In his interviews at that time, Qatar Airways CEO Akbar Al Baker had pronounced the blockade as a “clear breach of civil aviation conventions.” Forced to take longer routes — such as through Southeast Asia, for example — Qatar Airways had to drop 18 destinations from its network. Longer flight times incurred higher fuel burn.

Adding 24 new routes to offset the impact, the airline survived but had to adjust losses as a large sector was cut off. Approximately 17.5% of Qatar Airways’ weekly flights were to the same countries that had placed the boycott. Finally, Doha forwarded a formal proposal to the ICAO for the Doha FIR in early 2018.

In the official notification, the UN called on Qatar, Bahrain and other “surrounding states with an interest in this matter” to “agree to technical arrangements for the implementation of the Doha FIR/SRR.” Therefore, it is likely that Qatar will get its airspace independence and finally achieve its air sustainability goals.

Bound to follow ICAO advisories, especially this one regarding the redrawing of the skies, Bahrain has remained involved throughout the proceedings.

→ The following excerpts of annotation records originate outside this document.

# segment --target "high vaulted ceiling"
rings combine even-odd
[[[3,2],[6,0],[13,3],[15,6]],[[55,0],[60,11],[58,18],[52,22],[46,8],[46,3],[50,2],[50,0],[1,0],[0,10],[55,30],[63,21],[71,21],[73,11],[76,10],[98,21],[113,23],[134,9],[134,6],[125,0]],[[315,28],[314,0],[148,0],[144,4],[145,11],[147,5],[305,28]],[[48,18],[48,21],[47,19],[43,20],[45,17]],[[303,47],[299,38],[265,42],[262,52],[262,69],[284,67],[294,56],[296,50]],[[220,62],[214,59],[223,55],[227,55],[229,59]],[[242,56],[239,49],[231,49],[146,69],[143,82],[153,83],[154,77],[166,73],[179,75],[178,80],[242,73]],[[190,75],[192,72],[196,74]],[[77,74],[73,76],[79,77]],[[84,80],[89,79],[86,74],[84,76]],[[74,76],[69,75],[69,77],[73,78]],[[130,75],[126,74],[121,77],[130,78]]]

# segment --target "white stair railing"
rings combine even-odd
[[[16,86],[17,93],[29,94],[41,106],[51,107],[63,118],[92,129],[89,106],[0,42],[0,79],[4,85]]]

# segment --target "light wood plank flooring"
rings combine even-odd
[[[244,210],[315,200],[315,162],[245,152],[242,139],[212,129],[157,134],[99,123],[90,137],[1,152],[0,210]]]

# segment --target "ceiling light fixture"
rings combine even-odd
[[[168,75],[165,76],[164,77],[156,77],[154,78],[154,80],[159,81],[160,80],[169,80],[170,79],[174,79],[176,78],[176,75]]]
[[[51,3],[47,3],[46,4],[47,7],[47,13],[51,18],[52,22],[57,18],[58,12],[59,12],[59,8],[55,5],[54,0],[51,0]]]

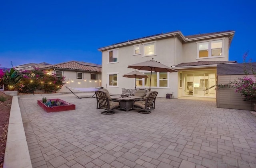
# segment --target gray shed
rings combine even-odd
[[[226,84],[230,81],[238,80],[238,78],[243,78],[245,74],[244,69],[246,68],[248,75],[247,76],[256,80],[252,74],[256,72],[256,62],[240,64],[229,64],[217,65],[217,83]],[[249,101],[243,100],[244,96],[239,93],[235,92],[234,89],[228,87],[221,88],[217,92],[217,106],[222,108],[232,108],[253,110],[253,103],[256,103],[256,100]]]

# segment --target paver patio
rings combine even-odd
[[[105,115],[95,98],[52,97],[76,110],[46,113],[42,97],[19,100],[34,168],[256,167],[256,117],[215,99],[158,98],[151,114]]]

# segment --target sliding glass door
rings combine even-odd
[[[214,88],[205,90],[216,82],[216,74],[193,73],[184,74],[184,96],[216,97]]]

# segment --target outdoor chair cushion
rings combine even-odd
[[[147,93],[147,94],[146,95],[146,96],[145,96],[145,97],[144,98],[144,99],[146,99],[147,98],[148,98],[148,96],[149,96],[149,95],[152,93],[152,92],[154,92],[154,91],[151,91],[150,92],[148,92]]]
[[[111,98],[110,98],[110,95],[109,94],[109,93],[108,93],[108,91],[105,91],[105,90],[102,90],[103,89],[101,89],[100,91],[105,93],[105,94],[106,94],[106,96],[109,100],[109,105],[110,106],[112,106],[112,101],[111,101]]]
[[[109,93],[109,92],[108,92],[108,89],[100,89],[99,90],[99,91],[106,91],[108,93]]]
[[[146,90],[138,90],[134,93],[134,96],[136,96],[144,97],[146,94]]]
[[[112,101],[109,101],[109,106],[110,108],[112,108],[115,106],[119,106],[119,102],[113,102]]]

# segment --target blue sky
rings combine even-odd
[[[180,1],[180,2],[177,2]],[[0,64],[101,64],[97,49],[180,30],[185,36],[236,31],[230,60],[256,62],[253,0],[3,0],[0,5]]]

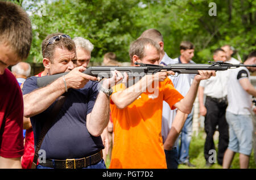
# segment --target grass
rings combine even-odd
[[[205,133],[202,131],[197,136],[193,135],[190,144],[189,159],[191,164],[196,165],[196,167],[191,168],[184,165],[179,165],[179,169],[222,169],[222,167],[217,163],[213,164],[210,168],[205,166],[205,160],[204,158],[204,148],[205,140]],[[217,151],[218,140],[214,140],[215,147]],[[249,169],[256,169],[256,164],[254,161],[254,156],[252,151],[250,157]],[[217,157],[216,157],[217,160]],[[110,160],[107,156],[105,162],[106,168],[108,168]],[[239,154],[236,153],[231,165],[232,169],[239,169]]]

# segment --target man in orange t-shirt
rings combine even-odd
[[[159,48],[151,39],[138,38],[130,45],[131,61],[158,65]],[[110,109],[114,138],[109,168],[167,168],[161,135],[163,101],[172,109],[178,109],[176,116],[189,114],[200,81],[215,75],[213,71],[199,72],[184,98],[166,78],[174,75],[172,71],[146,75],[127,88],[125,83],[113,88]]]

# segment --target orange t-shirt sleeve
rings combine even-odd
[[[169,78],[166,79],[163,87],[164,100],[169,104],[171,109],[175,109],[176,108],[174,105],[184,97],[175,89],[172,81]]]

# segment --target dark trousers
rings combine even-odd
[[[205,117],[204,128],[207,133],[205,143],[204,145],[204,156],[205,160],[208,162],[209,157],[212,160],[212,153],[209,153],[211,149],[215,150],[213,142],[213,135],[216,130],[217,125],[218,126],[218,151],[217,156],[218,163],[222,164],[224,153],[229,144],[229,129],[226,121],[225,113],[227,104],[220,103],[216,99],[207,97],[205,100],[205,108],[207,113]]]

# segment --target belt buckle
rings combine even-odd
[[[72,166],[69,166],[69,162],[73,162],[74,163],[74,166],[72,167]],[[75,158],[67,158],[66,160],[66,169],[76,169],[76,160]]]

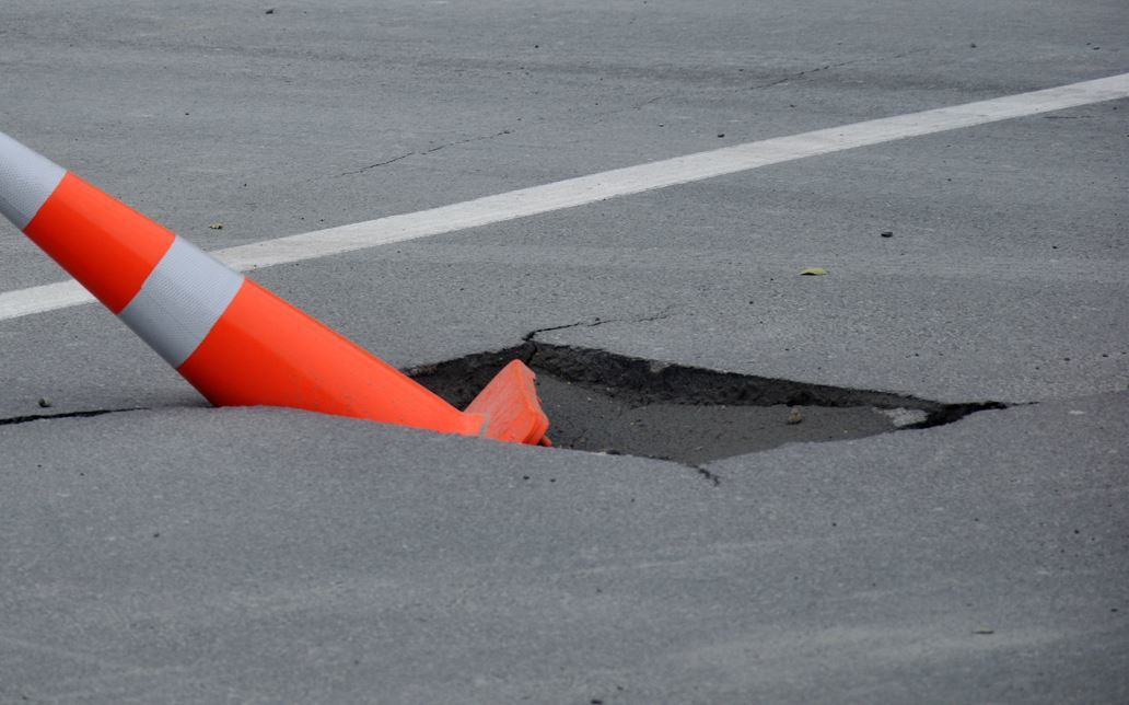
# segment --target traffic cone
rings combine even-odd
[[[0,132],[0,211],[216,406],[274,406],[548,445],[520,360],[460,411],[46,157]]]

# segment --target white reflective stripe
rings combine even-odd
[[[0,132],[0,212],[24,229],[67,169]]]
[[[173,367],[211,331],[244,277],[177,237],[117,316]]]

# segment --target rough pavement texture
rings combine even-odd
[[[1111,76],[1127,23],[1119,0],[6,0],[0,129],[215,249]],[[94,306],[0,322],[0,419],[149,409],[0,425],[0,700],[1129,699],[1127,111],[255,275],[400,366],[567,327],[537,338],[1025,404],[719,461],[717,486],[211,410]],[[0,252],[0,290],[62,278],[6,225]]]

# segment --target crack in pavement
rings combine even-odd
[[[88,418],[91,416],[103,416],[106,414],[122,414],[125,411],[148,411],[149,407],[126,407],[124,409],[90,409],[87,411],[62,411],[60,414],[29,414],[26,416],[12,416],[0,419],[0,426],[11,424],[27,424],[30,421],[42,421],[60,418]]]
[[[920,52],[924,52],[924,51],[926,51],[926,50],[925,49],[914,49],[914,50],[910,50],[908,52],[902,52],[900,54],[894,54],[893,56],[878,56],[876,60],[878,60],[878,61],[894,61],[894,60],[898,60],[898,59],[904,59],[905,56],[909,56],[911,54],[917,54],[917,53],[920,53]],[[824,64],[824,66],[817,66],[817,67],[814,67],[814,68],[811,68],[811,69],[805,69],[803,71],[799,71],[798,73],[789,73],[788,76],[785,76],[784,78],[778,78],[778,79],[769,81],[767,84],[759,84],[759,85],[755,85],[755,86],[747,86],[747,87],[744,87],[744,88],[739,88],[739,90],[761,90],[763,88],[772,88],[773,86],[780,86],[780,85],[787,84],[788,81],[802,79],[802,78],[804,78],[806,76],[811,76],[812,73],[819,73],[820,71],[830,71],[832,69],[838,69],[838,68],[842,68],[844,66],[851,66],[851,64],[855,64],[855,63],[861,63],[864,61],[870,61],[870,60],[875,60],[875,58],[863,56],[860,59],[851,59],[850,61],[841,61],[839,63],[828,63],[828,64]],[[715,88],[712,88],[712,87],[699,88],[699,89],[694,90],[694,93],[704,93],[704,92],[709,92],[709,90],[715,90]],[[665,93],[663,95],[657,95],[657,96],[647,98],[646,101],[642,101],[640,103],[636,103],[634,105],[631,105],[631,106],[625,107],[625,108],[615,110],[615,111],[609,111],[609,112],[605,112],[605,113],[599,113],[597,116],[598,118],[606,118],[606,116],[615,115],[615,114],[619,114],[619,113],[625,113],[625,112],[630,112],[630,111],[642,110],[644,107],[646,107],[648,105],[651,105],[653,103],[657,103],[657,102],[664,101],[666,98],[672,98],[672,97],[675,97],[675,96],[684,96],[684,95],[686,95],[686,92],[684,92],[684,90],[680,90],[680,92],[676,92],[676,93]]]
[[[646,316],[642,319],[601,319],[599,316],[596,316],[590,321],[577,321],[575,323],[566,323],[563,325],[550,325],[549,328],[537,328],[522,336],[522,340],[525,342],[536,342],[534,338],[537,337],[537,333],[548,333],[549,331],[566,330],[569,328],[598,328],[601,325],[604,325],[605,323],[650,323],[654,321],[663,321],[673,315],[671,313],[672,311],[673,307],[666,308],[662,313],[657,313],[653,316]]]
[[[469,145],[471,142],[481,142],[483,140],[496,139],[496,138],[499,138],[499,137],[504,137],[506,134],[511,134],[514,131],[511,129],[507,128],[507,129],[502,130],[501,132],[495,132],[493,134],[480,134],[478,137],[469,137],[466,139],[455,140],[453,142],[446,142],[444,145],[439,145],[438,147],[432,147],[430,149],[423,149],[423,150],[418,150],[417,149],[417,150],[413,150],[413,151],[409,151],[406,154],[402,154],[402,155],[396,156],[396,157],[392,157],[391,159],[385,159],[384,162],[377,162],[376,164],[369,164],[368,166],[362,166],[359,169],[352,169],[350,172],[342,172],[342,173],[338,174],[338,176],[352,176],[355,174],[364,174],[365,172],[374,169],[374,168],[377,168],[378,166],[387,166],[388,164],[393,164],[395,162],[400,162],[401,159],[406,159],[408,157],[413,157],[413,156],[420,156],[420,157],[422,157],[422,156],[426,156],[426,155],[429,155],[429,154],[435,154],[436,151],[439,151],[440,149],[446,149],[447,147],[457,147],[458,145]]]

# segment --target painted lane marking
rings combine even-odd
[[[805,157],[1126,97],[1129,97],[1129,73],[1120,73],[1044,90],[746,142],[429,210],[264,240],[217,250],[211,255],[235,270],[248,271],[504,223]],[[94,301],[93,297],[76,281],[5,291],[0,294],[0,321],[90,301]]]

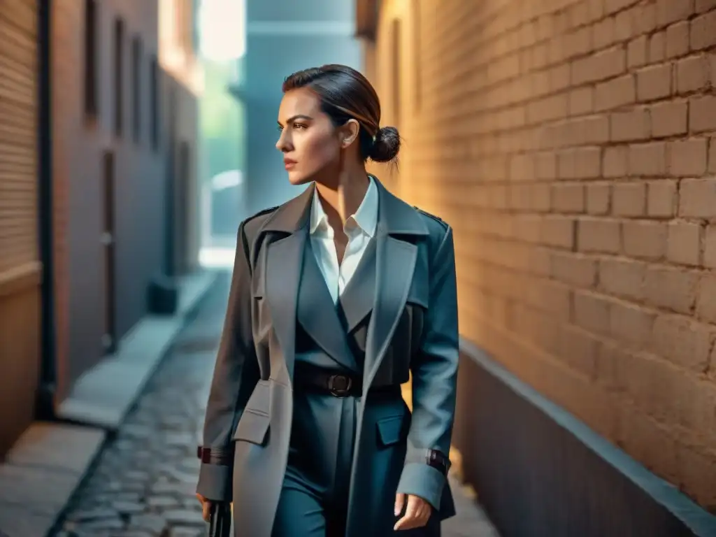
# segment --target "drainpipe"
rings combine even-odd
[[[52,4],[51,0],[39,0],[38,4],[38,231],[42,281],[41,360],[36,412],[39,418],[48,420],[54,416],[54,395],[57,381],[52,250]]]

Though the international aviation body cannot impose its decisions on states, the regulators from its 193-member countries almost invariably comply and uphold its international aviation standards.  

Moreover, the ICAO termed it an “achievement of a decision” facilitated by its council and announced after a review by the ICAO Air Navigation Commission that Qatar “possesses the capabilities and qualifications necessary to manage air traffic safely and effectively.” 

Shorter flight times from Doha to destinations in North America, Africa and Europe can give a further boost to Qatar as it prepares to host the 2022 FIFA World Cup.